Dopo aver girato per un po' nella casa per controllare che tutto fosse ancora come l'ultima volta che l'aveva visitata, decise di andare nella camera da letto dei suoi genitori e, finalmente, si coricò. Quell'ultimo periodo della sua vita era stata piena di avventure e pericoli e anche molto stancante: appena si sdraiò sull'ancora morbido materasso cadde in un sonno profondo. Si ricordò, quindi, di quella volta che erano appena tornati da un concerto e, stanco morto com'era, era subito andato a dormire. Poco dopo, però, si era svegliato e, cacciando un urlo, aveva chiamato i suoi genitori per rincuorarlo dall'incubo. Sua madre, per dargli coraggio e riprendersi dallo spavento, gli strinse la mano e, per farlo sentire più al sicuro, lo portò nel loro letto, dove Jakob riuscì a dormire fino alla mattina.

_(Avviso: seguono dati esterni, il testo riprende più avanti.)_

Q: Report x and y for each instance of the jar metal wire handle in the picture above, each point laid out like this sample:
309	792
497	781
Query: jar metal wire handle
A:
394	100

Poi, cambiò sogno e cominciò a ricordare le sue prime avventure con Sven e gli altri, fino ad arrivare alle ultime. Arrivò prepotente, però, il triste ricordo della morte del suo caro Sven, ovviamente, con un sottofondo sonoro piuttosto doloroso ma anche motivo di rabbia: le aspre risate dei ragazzi di Tegel e, più distinta dalle altre, quella di Wolfrun, una stupida ragazza che, per colpa dei suoi genitori che non le avevano dato il giusto affetto, era diventata prepotente, scura, tenebrosa e misteriosa e credeva, perciò, di potersi prendere gioco degli altri, incurante del dispiacere altrui che provocava. Jakob la considerava come una ragazza senza un minimo di pietà e di valori, egocentrica e acida, che non portava affatto rispetto verso gli altri. Jakob avrebbe voluto mettere a tacere tutte quelle voci, e, se possibile, fare a botte con quella ragazza ripugnante...ma non poteva. Almeno non in quel sogno, nonostante ne fosse il propietario. E allora, cominciò a dimenarsi, a sbracciarsi, a dare calci e pugni ai cuscini, all'aria, alle coperte, a tutto ciò che era vicino a lui, e si rigirava nel letto nell'intento di cancellare quel sogno, o meglio, quell'incubo, e passare a ricordi più lieti del passato, magari dei suoi genitori. Ma non ce la faceva. Ed intanto sudava e bagnava con il suo sudore le lenzuola e i cuscini, tanto che ad un certo punto si accorse dell'alta umidità che lo circondava e si risvegliò. Allora, si alzò per asciugarsi e dimenticare l'orribile sogno. Si affacciò alla finestra e osservò il terso cielo e le sue luminose e chiare stelle che Jakob sentì, addirittura, di poter prendere e raggiungere. Rimase a lungo a fissarle e seguì con lo sguardo la Luna che pian piano si abbassava nel cielo, per scomparire ogni qual volta la luce aumentasse, come se ne fosse infastidita o avesse litigato con il Sole e si rifiutasse di guardarlo. Jakob passò la notte così, senza curarsi del sonno che sempre più lo richiamava. Ma Jakob non lo ascoltava e non voleva assolutamente ascoltarlo, perché lui di dormire, quella notte, non ne aveva più voglia e rimase attaccato alla finestra per aspettare il glorioso trionfo dell'aurora dalle dita rosate.